# Project bakcground
### This is a Kaggle open challenge back in 2020

Most flight-related fatalities stem from a loss of “airplane state awareness.” That is, ineffective attention management on the part of pilots who may be distracted, sleepy or in other dangerous cognitive states.

This challenge is to build a model to detect troubling events from aircrew’s physiological data. The data was acquired from actual pilots in test situations, and the models should be able to run calculations in real time to monitor the cognitive states of pilots. Using the model prediction, pilots could then be alerted when they enter a troubling state, preventing accidents and saving lives.


### Data dessciption

The dataset is real physiological data from eighteen pilots who were subjected to various distracting events. The benchmark training set is comprised of a set of controlled experiments collected in a non-flight environment, outside of a flight simulator. The test set (abbreviated LOFT = Line Oriented Flight Training) consists of a full flight (take off, flight, and landing) in a flight simulator.

The pilots experienced distractions intended to induce one of the following three cognitive states:

Channelized Attention (CA) is, roughly speaking, the state of being focused on one task to the exclusion of all others.
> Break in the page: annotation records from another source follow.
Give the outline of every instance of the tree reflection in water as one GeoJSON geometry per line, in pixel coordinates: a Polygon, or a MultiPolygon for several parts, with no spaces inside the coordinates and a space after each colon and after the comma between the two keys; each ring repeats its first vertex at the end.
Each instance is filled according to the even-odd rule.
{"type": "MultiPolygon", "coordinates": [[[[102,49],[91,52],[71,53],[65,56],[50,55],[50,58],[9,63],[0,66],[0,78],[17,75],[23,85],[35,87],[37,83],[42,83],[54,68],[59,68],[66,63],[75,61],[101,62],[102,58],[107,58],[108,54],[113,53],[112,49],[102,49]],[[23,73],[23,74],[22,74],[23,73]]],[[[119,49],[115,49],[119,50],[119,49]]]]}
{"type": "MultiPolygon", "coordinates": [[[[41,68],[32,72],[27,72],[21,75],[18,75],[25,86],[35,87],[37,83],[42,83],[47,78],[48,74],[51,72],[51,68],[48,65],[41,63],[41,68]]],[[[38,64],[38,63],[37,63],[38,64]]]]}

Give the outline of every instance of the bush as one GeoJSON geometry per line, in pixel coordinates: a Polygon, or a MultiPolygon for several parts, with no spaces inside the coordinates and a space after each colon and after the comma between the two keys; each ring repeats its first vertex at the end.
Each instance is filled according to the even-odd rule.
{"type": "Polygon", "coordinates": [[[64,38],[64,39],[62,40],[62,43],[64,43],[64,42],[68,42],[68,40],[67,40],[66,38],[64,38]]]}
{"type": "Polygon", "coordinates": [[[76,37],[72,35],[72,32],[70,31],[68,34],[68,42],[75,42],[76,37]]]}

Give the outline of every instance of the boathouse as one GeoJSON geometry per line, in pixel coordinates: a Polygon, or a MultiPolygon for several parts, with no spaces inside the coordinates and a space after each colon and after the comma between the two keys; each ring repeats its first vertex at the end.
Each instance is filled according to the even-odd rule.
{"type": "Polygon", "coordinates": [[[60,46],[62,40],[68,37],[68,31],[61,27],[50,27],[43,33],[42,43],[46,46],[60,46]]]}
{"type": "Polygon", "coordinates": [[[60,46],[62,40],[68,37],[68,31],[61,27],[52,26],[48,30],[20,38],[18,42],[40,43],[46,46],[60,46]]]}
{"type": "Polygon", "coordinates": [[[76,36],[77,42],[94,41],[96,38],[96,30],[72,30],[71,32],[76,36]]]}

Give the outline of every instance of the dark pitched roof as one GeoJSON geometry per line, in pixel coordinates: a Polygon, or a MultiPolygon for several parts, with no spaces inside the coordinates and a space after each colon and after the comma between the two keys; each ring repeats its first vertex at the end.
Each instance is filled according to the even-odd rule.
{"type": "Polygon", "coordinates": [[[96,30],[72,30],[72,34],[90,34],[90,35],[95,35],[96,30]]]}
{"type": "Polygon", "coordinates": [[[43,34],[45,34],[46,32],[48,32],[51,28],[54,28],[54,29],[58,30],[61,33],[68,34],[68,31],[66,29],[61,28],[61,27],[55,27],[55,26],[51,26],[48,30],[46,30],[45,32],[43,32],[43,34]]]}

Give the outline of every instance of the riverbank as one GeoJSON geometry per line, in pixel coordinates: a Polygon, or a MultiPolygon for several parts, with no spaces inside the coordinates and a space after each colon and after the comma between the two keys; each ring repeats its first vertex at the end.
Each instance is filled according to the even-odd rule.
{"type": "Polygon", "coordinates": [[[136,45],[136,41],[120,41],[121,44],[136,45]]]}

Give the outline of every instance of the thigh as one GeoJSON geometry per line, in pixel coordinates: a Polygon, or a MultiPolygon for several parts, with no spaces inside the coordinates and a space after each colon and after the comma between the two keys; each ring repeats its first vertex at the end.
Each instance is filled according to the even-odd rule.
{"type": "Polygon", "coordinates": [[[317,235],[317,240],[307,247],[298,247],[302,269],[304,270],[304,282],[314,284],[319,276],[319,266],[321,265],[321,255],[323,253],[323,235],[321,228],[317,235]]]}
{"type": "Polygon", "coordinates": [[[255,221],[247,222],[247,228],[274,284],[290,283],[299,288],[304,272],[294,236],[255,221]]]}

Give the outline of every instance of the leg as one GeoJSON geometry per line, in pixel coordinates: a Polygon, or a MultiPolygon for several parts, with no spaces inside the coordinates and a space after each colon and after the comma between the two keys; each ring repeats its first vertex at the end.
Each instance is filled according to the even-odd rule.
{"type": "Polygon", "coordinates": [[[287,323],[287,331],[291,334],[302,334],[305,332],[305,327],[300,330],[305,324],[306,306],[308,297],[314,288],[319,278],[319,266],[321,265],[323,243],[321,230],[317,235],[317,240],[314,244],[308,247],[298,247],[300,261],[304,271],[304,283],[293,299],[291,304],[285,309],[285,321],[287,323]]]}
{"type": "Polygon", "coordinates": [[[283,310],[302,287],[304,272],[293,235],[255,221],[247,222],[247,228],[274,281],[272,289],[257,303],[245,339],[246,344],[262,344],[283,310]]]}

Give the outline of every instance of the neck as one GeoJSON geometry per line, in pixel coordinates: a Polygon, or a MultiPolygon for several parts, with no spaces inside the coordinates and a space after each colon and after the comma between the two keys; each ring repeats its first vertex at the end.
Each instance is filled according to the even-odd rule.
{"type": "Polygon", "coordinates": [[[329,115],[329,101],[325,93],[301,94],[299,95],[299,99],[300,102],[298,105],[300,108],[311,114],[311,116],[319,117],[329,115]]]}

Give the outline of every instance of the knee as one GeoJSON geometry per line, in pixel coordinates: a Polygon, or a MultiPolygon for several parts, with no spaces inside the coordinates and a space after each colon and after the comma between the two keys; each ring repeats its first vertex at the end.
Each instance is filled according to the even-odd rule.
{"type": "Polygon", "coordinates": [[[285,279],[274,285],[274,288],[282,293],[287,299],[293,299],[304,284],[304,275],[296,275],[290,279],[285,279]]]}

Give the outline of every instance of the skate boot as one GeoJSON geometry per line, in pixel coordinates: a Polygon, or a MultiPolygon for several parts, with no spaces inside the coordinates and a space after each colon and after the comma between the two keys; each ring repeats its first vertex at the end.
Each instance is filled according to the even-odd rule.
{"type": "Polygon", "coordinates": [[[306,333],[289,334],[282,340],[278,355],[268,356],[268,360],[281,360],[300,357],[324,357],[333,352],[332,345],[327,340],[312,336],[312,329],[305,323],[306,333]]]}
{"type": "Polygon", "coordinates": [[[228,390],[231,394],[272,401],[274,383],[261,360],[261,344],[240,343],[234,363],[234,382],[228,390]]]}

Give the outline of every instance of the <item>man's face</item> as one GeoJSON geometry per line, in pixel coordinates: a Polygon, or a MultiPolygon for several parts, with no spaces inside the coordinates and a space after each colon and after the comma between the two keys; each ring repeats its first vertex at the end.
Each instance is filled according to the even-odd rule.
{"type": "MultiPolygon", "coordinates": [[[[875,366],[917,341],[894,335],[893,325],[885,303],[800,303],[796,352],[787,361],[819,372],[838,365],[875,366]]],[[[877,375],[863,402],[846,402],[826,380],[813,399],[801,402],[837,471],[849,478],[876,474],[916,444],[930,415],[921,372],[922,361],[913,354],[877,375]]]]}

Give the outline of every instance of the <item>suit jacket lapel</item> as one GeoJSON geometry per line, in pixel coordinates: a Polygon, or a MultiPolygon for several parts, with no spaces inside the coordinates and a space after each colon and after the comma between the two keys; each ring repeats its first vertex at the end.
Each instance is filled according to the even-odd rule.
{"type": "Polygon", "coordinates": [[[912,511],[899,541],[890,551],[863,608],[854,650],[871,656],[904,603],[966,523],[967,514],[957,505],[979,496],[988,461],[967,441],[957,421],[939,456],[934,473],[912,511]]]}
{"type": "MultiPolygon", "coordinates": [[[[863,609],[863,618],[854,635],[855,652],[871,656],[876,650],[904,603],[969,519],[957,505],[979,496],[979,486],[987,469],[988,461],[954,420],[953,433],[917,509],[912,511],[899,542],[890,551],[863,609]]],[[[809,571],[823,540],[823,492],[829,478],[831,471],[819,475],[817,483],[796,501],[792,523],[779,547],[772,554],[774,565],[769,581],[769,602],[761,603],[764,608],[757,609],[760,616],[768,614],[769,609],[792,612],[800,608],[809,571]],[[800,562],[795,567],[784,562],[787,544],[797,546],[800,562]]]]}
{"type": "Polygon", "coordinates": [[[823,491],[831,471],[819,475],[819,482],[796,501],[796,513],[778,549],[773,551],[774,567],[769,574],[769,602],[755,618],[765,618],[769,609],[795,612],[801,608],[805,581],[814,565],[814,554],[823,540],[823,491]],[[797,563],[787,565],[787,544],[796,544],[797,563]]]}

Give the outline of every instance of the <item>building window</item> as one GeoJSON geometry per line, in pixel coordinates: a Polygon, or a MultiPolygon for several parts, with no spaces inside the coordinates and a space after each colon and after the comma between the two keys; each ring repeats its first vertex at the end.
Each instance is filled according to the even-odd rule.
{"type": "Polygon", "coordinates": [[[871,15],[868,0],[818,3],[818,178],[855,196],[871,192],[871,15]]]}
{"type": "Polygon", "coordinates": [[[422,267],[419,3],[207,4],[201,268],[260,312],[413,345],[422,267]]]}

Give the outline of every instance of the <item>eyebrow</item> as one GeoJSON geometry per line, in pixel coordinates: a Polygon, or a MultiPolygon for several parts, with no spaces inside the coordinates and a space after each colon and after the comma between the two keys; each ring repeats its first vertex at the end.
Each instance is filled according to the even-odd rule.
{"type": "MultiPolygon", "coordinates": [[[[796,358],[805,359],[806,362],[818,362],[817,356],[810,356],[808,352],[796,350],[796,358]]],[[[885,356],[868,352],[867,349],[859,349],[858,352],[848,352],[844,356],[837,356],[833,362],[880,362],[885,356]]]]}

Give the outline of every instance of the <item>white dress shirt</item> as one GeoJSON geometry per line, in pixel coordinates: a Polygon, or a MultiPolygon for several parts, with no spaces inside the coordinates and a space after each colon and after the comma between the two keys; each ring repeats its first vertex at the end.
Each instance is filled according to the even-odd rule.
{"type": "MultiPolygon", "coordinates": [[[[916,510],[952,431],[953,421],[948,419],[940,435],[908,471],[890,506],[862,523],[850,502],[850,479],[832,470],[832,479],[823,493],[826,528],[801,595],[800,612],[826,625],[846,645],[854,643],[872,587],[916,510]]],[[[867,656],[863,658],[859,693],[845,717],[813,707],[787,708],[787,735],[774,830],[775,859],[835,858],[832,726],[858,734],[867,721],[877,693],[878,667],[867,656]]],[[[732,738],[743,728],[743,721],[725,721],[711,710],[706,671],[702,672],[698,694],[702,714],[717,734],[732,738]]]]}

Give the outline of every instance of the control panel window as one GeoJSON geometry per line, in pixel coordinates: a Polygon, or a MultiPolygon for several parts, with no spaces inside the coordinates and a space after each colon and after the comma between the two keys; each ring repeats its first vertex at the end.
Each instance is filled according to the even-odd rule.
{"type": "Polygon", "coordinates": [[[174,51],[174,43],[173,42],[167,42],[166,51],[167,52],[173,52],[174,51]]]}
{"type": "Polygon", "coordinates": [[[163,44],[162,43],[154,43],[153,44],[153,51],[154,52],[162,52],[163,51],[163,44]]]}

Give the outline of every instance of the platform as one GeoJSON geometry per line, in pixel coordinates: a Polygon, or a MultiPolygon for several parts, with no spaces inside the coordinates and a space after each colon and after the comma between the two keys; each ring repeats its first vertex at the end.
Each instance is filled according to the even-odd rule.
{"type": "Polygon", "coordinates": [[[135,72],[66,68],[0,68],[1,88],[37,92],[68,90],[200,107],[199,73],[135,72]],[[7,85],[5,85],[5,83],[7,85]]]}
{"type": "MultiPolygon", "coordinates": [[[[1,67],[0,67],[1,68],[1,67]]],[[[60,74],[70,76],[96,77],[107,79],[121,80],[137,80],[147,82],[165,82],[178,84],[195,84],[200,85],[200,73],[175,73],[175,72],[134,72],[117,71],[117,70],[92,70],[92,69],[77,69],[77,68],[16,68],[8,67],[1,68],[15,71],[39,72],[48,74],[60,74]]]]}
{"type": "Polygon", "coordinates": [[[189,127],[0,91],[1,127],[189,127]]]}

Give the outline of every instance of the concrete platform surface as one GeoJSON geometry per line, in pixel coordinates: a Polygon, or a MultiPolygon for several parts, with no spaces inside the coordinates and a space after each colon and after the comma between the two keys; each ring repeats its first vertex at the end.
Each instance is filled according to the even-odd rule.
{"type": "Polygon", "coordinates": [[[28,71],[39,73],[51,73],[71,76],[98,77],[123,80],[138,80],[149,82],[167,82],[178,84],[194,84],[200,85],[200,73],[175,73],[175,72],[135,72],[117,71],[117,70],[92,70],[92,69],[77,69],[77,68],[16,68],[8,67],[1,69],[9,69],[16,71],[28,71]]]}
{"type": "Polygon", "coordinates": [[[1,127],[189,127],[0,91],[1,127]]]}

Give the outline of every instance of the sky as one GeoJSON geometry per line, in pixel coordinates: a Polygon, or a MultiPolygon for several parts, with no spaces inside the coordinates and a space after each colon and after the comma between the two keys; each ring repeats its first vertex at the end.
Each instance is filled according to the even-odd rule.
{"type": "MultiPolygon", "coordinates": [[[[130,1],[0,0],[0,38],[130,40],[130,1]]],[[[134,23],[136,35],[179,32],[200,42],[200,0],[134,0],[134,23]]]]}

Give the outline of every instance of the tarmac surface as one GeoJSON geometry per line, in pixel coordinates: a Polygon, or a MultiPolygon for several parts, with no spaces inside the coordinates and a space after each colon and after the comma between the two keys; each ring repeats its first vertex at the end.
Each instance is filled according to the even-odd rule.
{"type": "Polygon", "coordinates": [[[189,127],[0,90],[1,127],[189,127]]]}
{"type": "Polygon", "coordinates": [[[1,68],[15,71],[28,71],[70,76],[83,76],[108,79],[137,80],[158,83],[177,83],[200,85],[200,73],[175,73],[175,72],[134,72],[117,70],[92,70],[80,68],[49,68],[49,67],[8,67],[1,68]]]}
This is induced in benchmarking by having the subjects play an engaging puzzle-based video game.
Diverted Attention (DA) is the state of having one’s attention diverted by actions or thought processes associated with a decision. This is induced by having the subjects perform a display monitoring task. Periodically, a math problem showed up which had to be solved before returning to the monitoring task.
Startle/Surprise (SS) is induced by having the subjects watch movie clips with jump scares.
For each experiment, a pair of pilots (each with its own crew id) was recorded over time and subjected to the CA, DA, or SS cognitive states. The training set contains three experiments (one for each state) in which the pilots experienced just one of the states. For example, in the experiment = CA, the pilots were either in a baseline state (no event) or the CA state. The test set contains a full flight simulation during which the pilots could experience any of the states (but never more than one at a time). The goal of this competition is to predict the probability of each state for each time in the test set.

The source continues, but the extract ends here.